Thursday, June 5, 2014

Ninth Circuit Rejects "The Judge Told Me To" Defense in Bankruptcy Stay Litigation

By Michael FullerThe Underdog Lawyer ®

Yesterday, the Ninth Circuit ruled that an attorney who prepared an order for a judge could not invoke absolute quasi-judicial immunity as a defense in a subsequent automatic stay violation case.

The Ninth Circuit opinion, captioned Burton v. Infinity Capital Management, is found here.


Yesterday's ruling is peculiar because it refused to extend the doctrine of absolute quasi-judicial immunity to a private attorney who was simply following a judge's instruction.

The opinion was clear that its ruling did not reflect on the merits of the underlying automatic stay claim brought under section 362(k) of the Bankruptcy Code.

What is Absolute Judicial Immunity?

The legal doctrine of "absolute judicial immunity" generally protects judges from being sued for making bad rulings.


The doctrine indirectly protects underdogs because it helps ensure judges resolve disputes without regard to whether or not the more powerful party might have the resources to personally sue them later.

What is Absolute Quasi-Judicial Immunity?

Absolute "quasi"-judicial immunity is a doctrine that sometimes protects non-judges who perform judge-like tasks.

In the Ninth Circuit, bankruptcy trustees, judicial clerks, the US Trustee's office, and criminal prosecutors generally receive absolute quasi-judicial immunity.


To qualify for absolute quasi-judicial immunity, the decision-maker must be using their independent judgment to resolve a legal dispute. For this reason, court reporters generally do not qualify.

The Ninth Circuit's opinion yesterday reasoned that the absolute quasi-judicial immunity doctrine does not protect an attorney who drafts an order because the act does not involve "substantial discretion."

Commentary

The Burton opinion highlights the important policy objectives of the Bankruptcy Code's automatic stay, as applied to civil litigants.

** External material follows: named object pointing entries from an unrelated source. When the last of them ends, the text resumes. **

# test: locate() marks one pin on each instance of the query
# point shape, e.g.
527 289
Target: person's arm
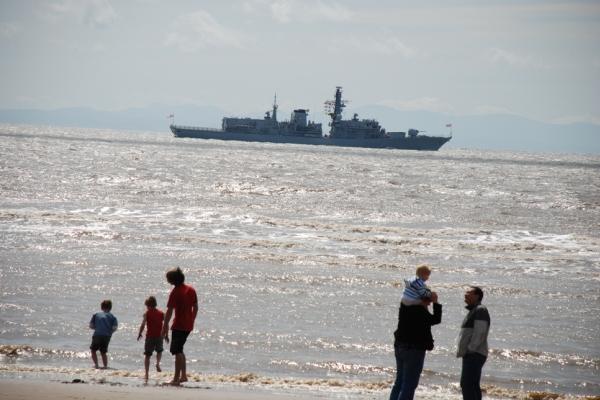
168 314
142 326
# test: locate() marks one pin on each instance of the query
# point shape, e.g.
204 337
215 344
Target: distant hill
494 132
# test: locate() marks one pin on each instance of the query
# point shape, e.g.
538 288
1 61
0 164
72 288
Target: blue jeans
409 365
471 376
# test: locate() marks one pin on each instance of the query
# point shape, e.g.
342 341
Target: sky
537 59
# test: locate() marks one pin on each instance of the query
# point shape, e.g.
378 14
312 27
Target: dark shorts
178 339
153 344
100 343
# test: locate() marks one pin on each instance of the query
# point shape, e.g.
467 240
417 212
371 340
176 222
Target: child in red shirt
153 319
183 302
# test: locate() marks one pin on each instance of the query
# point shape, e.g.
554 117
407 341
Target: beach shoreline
18 389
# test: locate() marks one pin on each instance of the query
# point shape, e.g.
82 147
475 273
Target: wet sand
26 390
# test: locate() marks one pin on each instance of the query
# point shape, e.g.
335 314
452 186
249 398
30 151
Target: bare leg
158 357
95 359
146 366
183 377
179 362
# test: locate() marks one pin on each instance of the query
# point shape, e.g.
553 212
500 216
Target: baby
415 289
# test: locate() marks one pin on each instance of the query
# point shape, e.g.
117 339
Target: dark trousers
471 376
409 364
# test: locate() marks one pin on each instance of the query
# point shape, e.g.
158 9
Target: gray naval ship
299 130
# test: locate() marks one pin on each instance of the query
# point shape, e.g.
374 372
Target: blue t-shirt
103 323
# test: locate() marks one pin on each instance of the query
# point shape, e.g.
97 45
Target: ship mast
275 107
334 107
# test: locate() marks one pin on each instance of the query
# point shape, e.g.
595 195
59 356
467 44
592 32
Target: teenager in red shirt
184 301
153 318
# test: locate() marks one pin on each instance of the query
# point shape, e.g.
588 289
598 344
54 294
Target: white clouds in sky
383 44
92 13
200 30
420 104
9 29
287 11
512 59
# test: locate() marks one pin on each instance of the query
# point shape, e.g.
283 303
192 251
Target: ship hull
431 143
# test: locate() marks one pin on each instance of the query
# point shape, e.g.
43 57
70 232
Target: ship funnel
299 117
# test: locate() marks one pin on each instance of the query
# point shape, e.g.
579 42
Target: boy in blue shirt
104 324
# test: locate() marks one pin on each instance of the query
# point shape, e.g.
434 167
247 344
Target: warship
299 130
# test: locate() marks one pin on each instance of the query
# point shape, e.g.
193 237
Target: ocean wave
25 351
544 358
331 385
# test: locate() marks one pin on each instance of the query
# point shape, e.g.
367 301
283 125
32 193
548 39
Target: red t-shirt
154 320
183 299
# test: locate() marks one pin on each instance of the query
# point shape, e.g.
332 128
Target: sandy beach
13 389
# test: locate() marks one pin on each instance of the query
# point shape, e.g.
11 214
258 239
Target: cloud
200 30
420 104
92 13
573 119
501 56
9 29
383 44
492 110
287 11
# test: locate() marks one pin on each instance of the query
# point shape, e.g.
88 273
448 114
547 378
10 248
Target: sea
298 255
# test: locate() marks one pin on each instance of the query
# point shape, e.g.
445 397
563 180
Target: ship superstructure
298 125
299 130
350 128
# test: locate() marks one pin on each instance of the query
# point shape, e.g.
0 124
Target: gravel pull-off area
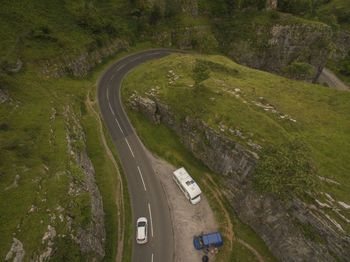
188 220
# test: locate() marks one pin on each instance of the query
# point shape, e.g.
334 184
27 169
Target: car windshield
141 224
194 197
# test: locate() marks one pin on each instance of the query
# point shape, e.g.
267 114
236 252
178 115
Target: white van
187 185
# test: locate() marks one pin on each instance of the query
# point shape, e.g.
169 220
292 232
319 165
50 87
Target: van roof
187 182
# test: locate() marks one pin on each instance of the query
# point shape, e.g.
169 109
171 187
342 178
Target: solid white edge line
150 217
129 146
143 182
110 107
119 126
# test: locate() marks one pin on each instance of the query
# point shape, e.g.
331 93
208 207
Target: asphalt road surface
147 196
332 80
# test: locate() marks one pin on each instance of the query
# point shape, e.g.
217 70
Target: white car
141 230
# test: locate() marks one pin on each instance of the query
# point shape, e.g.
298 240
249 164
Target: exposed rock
146 106
330 181
91 238
271 4
78 65
322 205
344 205
275 47
16 250
49 235
197 37
271 219
14 184
4 96
342 46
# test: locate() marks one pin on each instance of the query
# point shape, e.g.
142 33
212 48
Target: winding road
146 193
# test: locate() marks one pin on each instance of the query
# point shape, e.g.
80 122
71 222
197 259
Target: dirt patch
228 232
119 201
188 220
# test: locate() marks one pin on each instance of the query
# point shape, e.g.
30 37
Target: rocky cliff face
274 48
90 236
341 46
78 65
197 37
280 228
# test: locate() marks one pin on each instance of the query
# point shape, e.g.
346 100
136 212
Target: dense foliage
299 70
300 7
286 170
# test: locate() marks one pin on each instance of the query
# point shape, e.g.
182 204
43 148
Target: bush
200 72
286 170
299 70
300 7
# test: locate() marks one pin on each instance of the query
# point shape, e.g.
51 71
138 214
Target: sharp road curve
147 196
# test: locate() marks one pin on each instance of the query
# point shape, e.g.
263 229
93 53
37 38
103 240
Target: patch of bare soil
188 220
228 232
119 201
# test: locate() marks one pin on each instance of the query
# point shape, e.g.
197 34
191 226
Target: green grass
321 114
335 68
166 144
42 165
340 9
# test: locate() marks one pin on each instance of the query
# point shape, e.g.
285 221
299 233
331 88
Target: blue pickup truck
208 240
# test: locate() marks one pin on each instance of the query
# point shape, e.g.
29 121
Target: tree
200 72
299 70
286 170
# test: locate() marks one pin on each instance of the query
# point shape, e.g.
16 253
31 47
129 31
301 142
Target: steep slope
233 118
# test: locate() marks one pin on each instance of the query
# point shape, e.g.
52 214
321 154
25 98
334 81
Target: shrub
299 70
286 170
200 72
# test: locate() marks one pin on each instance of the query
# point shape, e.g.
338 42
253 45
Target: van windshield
194 198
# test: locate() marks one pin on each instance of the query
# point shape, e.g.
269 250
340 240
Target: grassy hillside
266 108
35 162
37 168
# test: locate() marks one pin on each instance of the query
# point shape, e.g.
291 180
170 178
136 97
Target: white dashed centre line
119 127
150 217
143 182
110 108
129 146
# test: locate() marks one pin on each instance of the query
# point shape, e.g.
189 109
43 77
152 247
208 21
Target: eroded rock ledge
278 227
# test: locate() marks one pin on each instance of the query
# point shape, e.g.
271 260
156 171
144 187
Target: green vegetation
35 166
166 144
285 170
273 110
299 70
40 158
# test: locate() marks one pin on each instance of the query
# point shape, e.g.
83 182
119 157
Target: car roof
141 219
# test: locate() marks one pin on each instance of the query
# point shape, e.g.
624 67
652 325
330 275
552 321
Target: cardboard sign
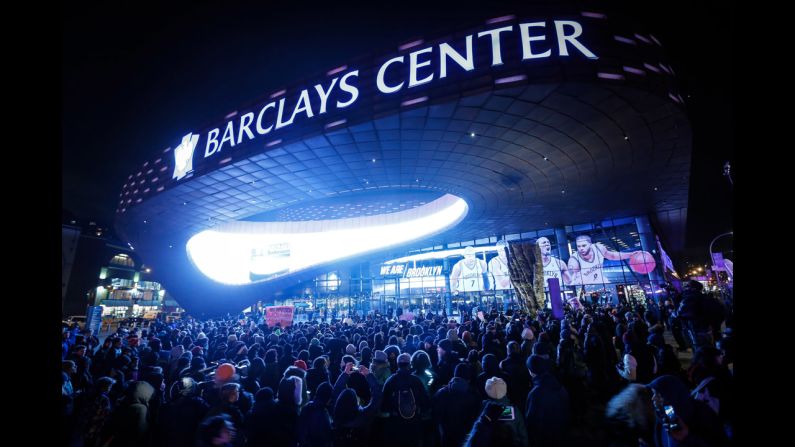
279 314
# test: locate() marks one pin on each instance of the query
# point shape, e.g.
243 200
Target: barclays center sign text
423 67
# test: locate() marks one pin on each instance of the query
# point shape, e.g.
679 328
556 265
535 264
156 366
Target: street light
717 275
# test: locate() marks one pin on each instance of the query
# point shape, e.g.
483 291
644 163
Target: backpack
407 405
701 392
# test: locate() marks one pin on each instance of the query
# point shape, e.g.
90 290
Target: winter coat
547 412
456 406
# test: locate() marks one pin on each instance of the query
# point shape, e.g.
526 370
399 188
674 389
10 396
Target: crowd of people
602 375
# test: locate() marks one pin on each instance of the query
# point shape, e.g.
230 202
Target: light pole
717 275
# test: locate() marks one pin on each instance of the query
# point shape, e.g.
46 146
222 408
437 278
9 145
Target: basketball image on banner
642 262
279 314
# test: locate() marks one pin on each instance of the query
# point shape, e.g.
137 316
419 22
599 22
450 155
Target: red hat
225 372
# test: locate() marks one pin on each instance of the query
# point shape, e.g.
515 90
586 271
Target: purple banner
555 299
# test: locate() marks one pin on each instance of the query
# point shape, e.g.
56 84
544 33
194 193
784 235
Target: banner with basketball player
599 257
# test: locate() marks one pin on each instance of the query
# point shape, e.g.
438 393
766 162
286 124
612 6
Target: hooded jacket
547 413
455 407
130 424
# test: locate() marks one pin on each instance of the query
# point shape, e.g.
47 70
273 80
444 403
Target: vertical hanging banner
555 299
279 314
94 318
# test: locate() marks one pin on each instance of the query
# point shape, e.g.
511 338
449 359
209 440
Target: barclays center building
404 179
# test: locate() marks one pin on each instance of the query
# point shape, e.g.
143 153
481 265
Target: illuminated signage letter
303 106
563 38
344 86
211 141
260 129
527 51
496 54
413 66
324 95
279 114
380 79
245 121
446 51
229 135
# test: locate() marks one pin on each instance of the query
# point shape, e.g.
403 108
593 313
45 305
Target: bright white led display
240 252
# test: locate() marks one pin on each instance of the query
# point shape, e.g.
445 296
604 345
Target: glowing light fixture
243 252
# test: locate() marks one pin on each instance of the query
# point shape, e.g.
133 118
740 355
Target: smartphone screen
507 414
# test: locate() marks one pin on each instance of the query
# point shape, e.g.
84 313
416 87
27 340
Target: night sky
135 76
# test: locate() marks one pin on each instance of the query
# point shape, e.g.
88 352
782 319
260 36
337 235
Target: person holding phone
682 419
500 423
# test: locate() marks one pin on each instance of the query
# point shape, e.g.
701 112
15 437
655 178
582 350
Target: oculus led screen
241 253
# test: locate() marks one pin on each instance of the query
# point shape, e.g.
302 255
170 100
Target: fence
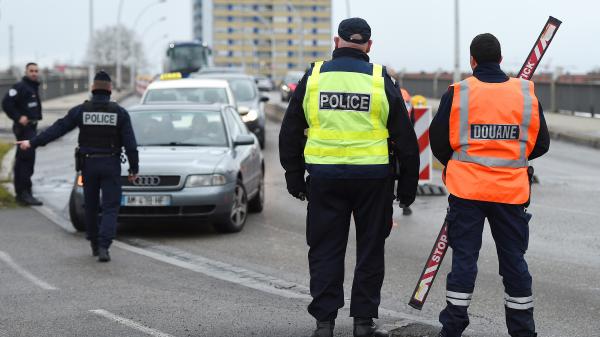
53 86
554 96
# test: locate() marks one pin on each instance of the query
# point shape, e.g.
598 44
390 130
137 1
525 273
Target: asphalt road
173 279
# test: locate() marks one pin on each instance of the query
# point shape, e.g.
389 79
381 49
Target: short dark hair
486 48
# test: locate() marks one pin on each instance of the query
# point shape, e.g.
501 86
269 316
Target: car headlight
199 180
252 115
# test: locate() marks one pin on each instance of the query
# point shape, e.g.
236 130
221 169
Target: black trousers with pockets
331 204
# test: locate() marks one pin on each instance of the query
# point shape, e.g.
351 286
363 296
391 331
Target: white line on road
130 323
21 271
237 275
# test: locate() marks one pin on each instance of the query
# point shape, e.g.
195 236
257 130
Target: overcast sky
408 34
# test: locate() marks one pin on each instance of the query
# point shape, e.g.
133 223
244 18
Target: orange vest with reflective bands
493 129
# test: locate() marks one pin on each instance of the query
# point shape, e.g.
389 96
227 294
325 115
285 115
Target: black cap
355 30
102 76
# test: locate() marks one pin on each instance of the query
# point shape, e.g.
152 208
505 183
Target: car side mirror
243 110
243 140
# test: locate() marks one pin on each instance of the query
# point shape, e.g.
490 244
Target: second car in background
251 104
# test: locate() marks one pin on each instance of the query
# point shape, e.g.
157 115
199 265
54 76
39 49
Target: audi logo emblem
147 181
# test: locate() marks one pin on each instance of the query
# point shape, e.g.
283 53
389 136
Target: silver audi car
196 162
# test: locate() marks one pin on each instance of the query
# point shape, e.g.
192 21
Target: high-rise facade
269 37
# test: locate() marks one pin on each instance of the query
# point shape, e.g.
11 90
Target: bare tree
101 50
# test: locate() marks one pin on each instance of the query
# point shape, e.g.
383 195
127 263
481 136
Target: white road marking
130 323
238 275
21 271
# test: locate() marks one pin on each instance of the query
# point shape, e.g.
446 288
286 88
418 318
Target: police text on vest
344 101
495 131
100 118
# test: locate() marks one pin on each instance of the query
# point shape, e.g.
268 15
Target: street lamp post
134 60
118 48
298 15
456 44
92 65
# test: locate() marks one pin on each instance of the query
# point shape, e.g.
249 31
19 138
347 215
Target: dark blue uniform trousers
102 174
331 204
510 230
24 160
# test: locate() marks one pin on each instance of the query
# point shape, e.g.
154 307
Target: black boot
103 255
324 329
95 249
365 327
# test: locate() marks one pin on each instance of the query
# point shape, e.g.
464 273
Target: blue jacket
23 99
439 131
74 119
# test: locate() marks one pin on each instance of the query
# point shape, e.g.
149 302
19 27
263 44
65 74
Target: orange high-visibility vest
493 129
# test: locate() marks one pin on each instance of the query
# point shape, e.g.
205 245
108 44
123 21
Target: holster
530 172
78 160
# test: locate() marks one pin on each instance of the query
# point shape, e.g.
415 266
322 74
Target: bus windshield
187 58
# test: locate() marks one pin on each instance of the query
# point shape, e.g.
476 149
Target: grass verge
6 199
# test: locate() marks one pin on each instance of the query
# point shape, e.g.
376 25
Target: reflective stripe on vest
465 130
493 129
335 108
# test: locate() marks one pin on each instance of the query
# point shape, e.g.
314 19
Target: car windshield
187 95
243 89
293 77
179 128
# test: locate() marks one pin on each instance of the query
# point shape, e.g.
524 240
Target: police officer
351 111
22 104
487 128
104 128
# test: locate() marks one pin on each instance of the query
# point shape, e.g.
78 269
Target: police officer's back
23 106
352 113
104 128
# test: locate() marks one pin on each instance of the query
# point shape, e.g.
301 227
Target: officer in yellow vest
487 128
354 116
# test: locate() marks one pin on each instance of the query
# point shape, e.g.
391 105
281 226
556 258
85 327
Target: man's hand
24 120
24 144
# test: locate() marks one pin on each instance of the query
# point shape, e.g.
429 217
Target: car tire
257 203
236 219
77 218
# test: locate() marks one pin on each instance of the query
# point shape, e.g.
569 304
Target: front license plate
146 200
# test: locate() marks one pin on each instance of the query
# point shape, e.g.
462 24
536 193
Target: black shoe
103 255
94 248
365 327
27 199
324 329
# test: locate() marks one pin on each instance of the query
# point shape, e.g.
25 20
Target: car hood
172 160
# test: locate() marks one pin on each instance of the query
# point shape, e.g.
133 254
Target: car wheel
236 219
77 219
257 203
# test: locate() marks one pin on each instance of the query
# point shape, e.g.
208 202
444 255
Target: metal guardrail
53 87
561 97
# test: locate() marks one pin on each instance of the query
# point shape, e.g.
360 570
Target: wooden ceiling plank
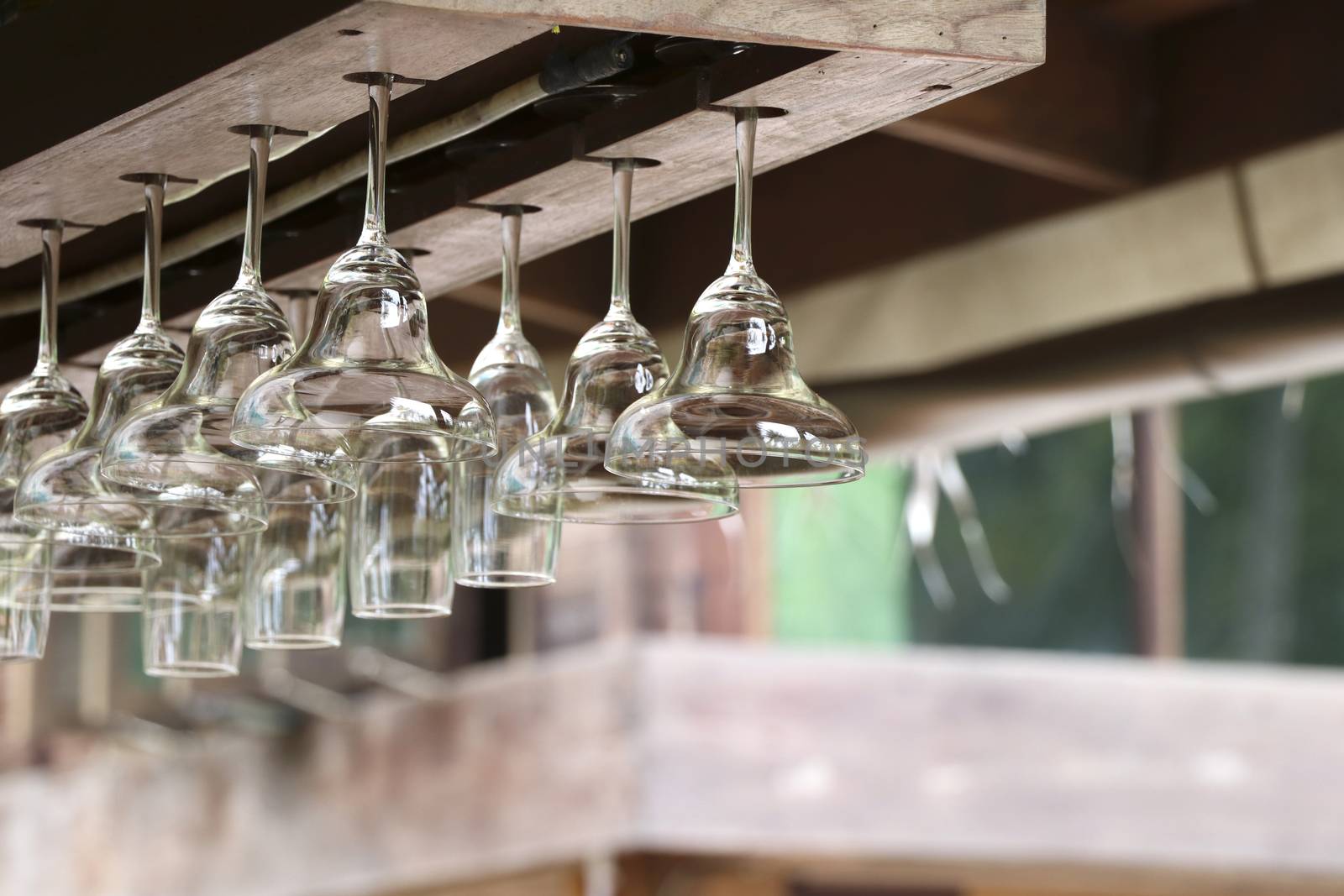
998 29
1082 118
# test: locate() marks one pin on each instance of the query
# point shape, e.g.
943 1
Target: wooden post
1159 535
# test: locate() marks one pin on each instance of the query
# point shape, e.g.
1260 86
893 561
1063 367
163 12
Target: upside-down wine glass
64 490
491 550
295 598
398 537
367 383
558 472
35 416
190 625
175 452
736 396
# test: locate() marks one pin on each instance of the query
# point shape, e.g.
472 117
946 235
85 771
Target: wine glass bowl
737 399
366 385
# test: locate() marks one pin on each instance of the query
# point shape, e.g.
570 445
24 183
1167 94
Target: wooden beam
1159 533
1202 351
995 29
1082 118
729 762
1119 107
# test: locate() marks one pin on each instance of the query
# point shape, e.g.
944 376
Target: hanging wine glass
176 452
98 547
558 473
44 410
190 626
737 396
38 414
398 542
398 537
490 550
367 383
295 598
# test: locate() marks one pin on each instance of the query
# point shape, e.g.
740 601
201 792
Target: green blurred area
1265 567
842 563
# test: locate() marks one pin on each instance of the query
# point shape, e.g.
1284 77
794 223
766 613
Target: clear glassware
38 414
96 547
558 473
24 621
190 625
490 550
398 540
175 450
65 490
295 598
736 396
367 378
45 409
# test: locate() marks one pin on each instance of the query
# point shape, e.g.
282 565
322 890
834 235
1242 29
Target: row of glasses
244 461
64 490
558 473
176 456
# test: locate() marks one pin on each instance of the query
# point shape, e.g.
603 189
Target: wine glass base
503 579
402 611
194 671
97 602
293 642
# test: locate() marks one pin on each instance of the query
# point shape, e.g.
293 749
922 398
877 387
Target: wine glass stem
511 234
375 219
154 244
50 281
259 159
745 118
622 179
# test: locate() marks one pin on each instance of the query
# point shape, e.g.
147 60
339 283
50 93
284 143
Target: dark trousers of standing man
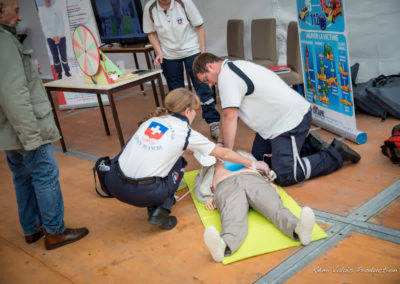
173 72
292 158
58 50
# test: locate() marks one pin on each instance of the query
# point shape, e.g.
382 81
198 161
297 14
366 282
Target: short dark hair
200 62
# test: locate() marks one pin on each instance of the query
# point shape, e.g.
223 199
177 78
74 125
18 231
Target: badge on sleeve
155 130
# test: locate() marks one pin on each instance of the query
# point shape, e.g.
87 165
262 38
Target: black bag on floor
391 148
385 92
101 166
361 101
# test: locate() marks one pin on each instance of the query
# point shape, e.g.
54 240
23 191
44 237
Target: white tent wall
372 29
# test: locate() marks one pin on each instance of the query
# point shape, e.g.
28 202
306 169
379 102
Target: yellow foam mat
263 236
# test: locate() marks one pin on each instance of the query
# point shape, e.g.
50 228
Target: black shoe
345 151
316 142
52 241
30 239
161 218
150 211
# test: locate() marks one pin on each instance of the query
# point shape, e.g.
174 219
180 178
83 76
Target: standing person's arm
59 24
201 34
229 126
155 42
15 99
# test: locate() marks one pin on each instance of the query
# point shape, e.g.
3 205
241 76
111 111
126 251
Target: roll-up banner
58 19
326 67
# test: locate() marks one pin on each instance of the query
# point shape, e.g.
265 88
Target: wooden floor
358 206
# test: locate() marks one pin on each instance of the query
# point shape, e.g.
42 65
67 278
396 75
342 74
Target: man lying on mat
233 192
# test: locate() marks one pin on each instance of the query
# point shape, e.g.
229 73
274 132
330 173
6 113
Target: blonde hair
177 101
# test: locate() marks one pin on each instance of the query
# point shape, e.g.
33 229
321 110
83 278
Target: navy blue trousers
158 194
278 153
58 50
173 72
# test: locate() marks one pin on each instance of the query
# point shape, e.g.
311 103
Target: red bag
391 148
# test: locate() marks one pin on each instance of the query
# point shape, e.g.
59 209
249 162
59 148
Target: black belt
147 180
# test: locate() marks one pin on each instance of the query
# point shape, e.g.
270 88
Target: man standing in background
27 129
176 31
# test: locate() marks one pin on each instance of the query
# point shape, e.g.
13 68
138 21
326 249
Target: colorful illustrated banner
58 19
326 67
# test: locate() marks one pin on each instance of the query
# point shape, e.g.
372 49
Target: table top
129 48
78 83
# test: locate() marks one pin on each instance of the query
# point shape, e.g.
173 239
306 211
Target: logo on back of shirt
155 130
175 177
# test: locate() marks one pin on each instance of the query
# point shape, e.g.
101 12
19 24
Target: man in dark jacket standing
27 129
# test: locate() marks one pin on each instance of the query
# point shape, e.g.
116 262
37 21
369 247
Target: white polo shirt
272 109
176 33
158 144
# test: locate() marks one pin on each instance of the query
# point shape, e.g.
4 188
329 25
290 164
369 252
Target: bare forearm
153 38
229 128
201 34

As the majority's closing policy argument highlights:

"...affording immunity to attorneys for drafting orders might immunize improper actions where attorneys did knowingly and wilfully violate the automatic stay by presenting orders violating the stay to judges who were not apprised of the bankruptcy filing."

However, even in cases where a state court judge is aware of the bankruptcy filing, attorneys have nonetheless been held liable for failing to abide by the automatic stay. See Sternberg v. Johnston for a case in point.

It's unclear why Mr. Gugino's defense attorney didn't focus the initial motion to dismiss on failure to state a claim under section 362(k), or otherwise seek relief nunc pro tunc.